News & Politics

Indiana Town's Entire Police Force Quits, Citing Requests to 'Do Illegal, Unethical and Immoral Things'

Every single police officer in Bunker Hill, Indiana (population 888), walked off the job Monday night, blaming the town council for a lack of communication, insufficient gear, and requests to “do illegal, unethical and immoral things,” Fox 59 reported.

“We have had issues with the town board and there are some activities there where I felt like they were serving their own agenda,” said former Bunker Hill Town Marshal Michael Thomison.

Thomison served as town marshal for four years until Monday night when he and four other officers handed over resignation letters to the council, telling them they have had enough.

“They would not communicate with us or the officers and they kept scaling back,” said Thomison.

In their resignation letters, the officers accuse council members of asking them to “do illegal, unethical, and immoral things.” They cited examples like asking police to run background checks on other town councilors to find their criminal history. The officers also claim they were threatened when they said no.

Another issue they brought up in the letter was their safety. The officers say they were all forced to share one set of body armor, putting their lives on the line while they were out making arrests and serving warrants.

“I did not want to send someone out there with bad body armor so I would take mine off and provide it to the other officers. I told them we have to provide this, there is an IC code that explains that and says that the town has to provide that body armor,” said Thomison.

Thomison also cited his treatment after being diagnosed with cancer as one of his reasons for resigning. He said that he was ready to return to work in May, but they would only let him work part time. “They came at me and said it is costing the town way too much money because of my insurance and they said we are taking you down to part time,” said Thomison.

He plans to file a lawsuit against the town council.

The other officers said they did not want to step down but felt they had to, Thomison said.  The town is currently relying on outside help as it searches for new officers.

Meanwhile, two other Bunker Hill leaders recently tendered their resignations as well.

Citing personal reasons, Council Vice President Jim Panther submitted his resignation from the board, which will take effect at the end of the year, and Bunker Hill Building Commissioner Bill Gornto’s resignation leaves the town without a building department.

“Due to the actions of the current town council, I find myself unable to continue in this job,” Gornto wrote in his resignation letter. “This means you now have to notify the state building department that you no longer have a valid department.”

Council President Brock Speer told reporters the council was “blindsided” by the resignations; meanwhile, council members accepted the resignations with little comment.

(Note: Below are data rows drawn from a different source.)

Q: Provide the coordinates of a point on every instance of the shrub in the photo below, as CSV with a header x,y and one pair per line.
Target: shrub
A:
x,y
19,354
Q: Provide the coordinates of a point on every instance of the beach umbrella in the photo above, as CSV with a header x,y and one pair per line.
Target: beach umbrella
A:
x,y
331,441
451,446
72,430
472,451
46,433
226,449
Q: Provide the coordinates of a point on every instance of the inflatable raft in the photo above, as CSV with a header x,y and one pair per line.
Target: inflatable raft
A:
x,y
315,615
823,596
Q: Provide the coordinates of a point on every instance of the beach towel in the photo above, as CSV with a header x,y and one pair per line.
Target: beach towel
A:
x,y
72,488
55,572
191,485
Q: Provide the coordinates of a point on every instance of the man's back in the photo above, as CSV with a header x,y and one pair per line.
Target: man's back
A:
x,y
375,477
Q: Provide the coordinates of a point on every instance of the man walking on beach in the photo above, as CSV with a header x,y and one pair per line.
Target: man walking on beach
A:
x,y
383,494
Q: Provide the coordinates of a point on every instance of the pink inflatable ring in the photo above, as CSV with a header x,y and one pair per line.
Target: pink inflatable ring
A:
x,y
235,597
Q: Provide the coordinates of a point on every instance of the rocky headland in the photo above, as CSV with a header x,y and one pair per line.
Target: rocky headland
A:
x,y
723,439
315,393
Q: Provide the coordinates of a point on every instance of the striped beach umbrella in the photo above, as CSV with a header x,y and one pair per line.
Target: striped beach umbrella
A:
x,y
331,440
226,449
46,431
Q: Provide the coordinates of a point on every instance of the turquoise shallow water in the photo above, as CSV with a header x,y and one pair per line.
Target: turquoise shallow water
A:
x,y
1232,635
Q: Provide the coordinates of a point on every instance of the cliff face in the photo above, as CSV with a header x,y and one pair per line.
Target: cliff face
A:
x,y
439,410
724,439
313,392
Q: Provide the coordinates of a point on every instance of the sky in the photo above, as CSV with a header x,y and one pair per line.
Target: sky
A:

On Wednesday night, the town of Bunker Hill issued the following statement:

Like most small towns, there have been from time to time, disagreements in the policy making process between the town council and other town departments. The current town council as well as prior councils have, on occasion, had disagreements with Mr. Thomison over a number of things. These disagreements have primarily been caused by the lack of funding available to the town to invest in the police department. However, the council denies that it has failed to provide body armor for the marshal or reserve deputies. The council is well aware of Indiana law on the topic and has complied with it fully. Further, the council absolutely denies that it has ever asked Mr. Thomison or any of the reserve deputies to be involved in any illegal, unethical or immoral actions.

The council admits that it had made a number of cuts to the police department over the last few years. This was a decision the town made due to a lack of funding. Bunker Hill is diligently working to solve this problem for the coming year. The cuts made to the police department were not made with the intention of jeopardizing the safety of any of the town’s police officers. Over the last few years, the Council has made attempts to find additional money for the department. Mr. Thomison was instrumental in obtaining a large sum of money on behalf of the town. However, he fails to state that the police department received the benefit of a large portion of that funding.

As Mr. Thomison has stated, there is currently a lawsuit pending against the town relating to Indiana’s Open Door Law. The council denies that it has violated Indiana’s Open Door Law in any manner. However, the council will not comment further on this topic as the litigation is still pending.

The resignation of the entire police force has come as a shock to the council. It has never been the goal to dismantle or otherwise endanger the town police department or officers. The council thanks these officers for their service to the town. Bunker Hill is in the process of obtaining a new marshal and reserve deputies. The council asks for patience from the town residents in this process.

Police blog Blue Lives Matter supported the Bunker Hill cops with the following statement:

We think it is unconscionable in today’s society to refuse to provide current, updated body armor for Police Officers.  It also is unethical and illegal to ask an Officer to run someone’s criminal history for personal, non-criminal reasons.  It is troubling to think of the hostile work environment that the Officers had to work in.   Finally, reducing an Officer to part-time because of the costs of the medical treatment for his cancer?  We support these former Bunker Hill Officers and Town Marshal in their resignation.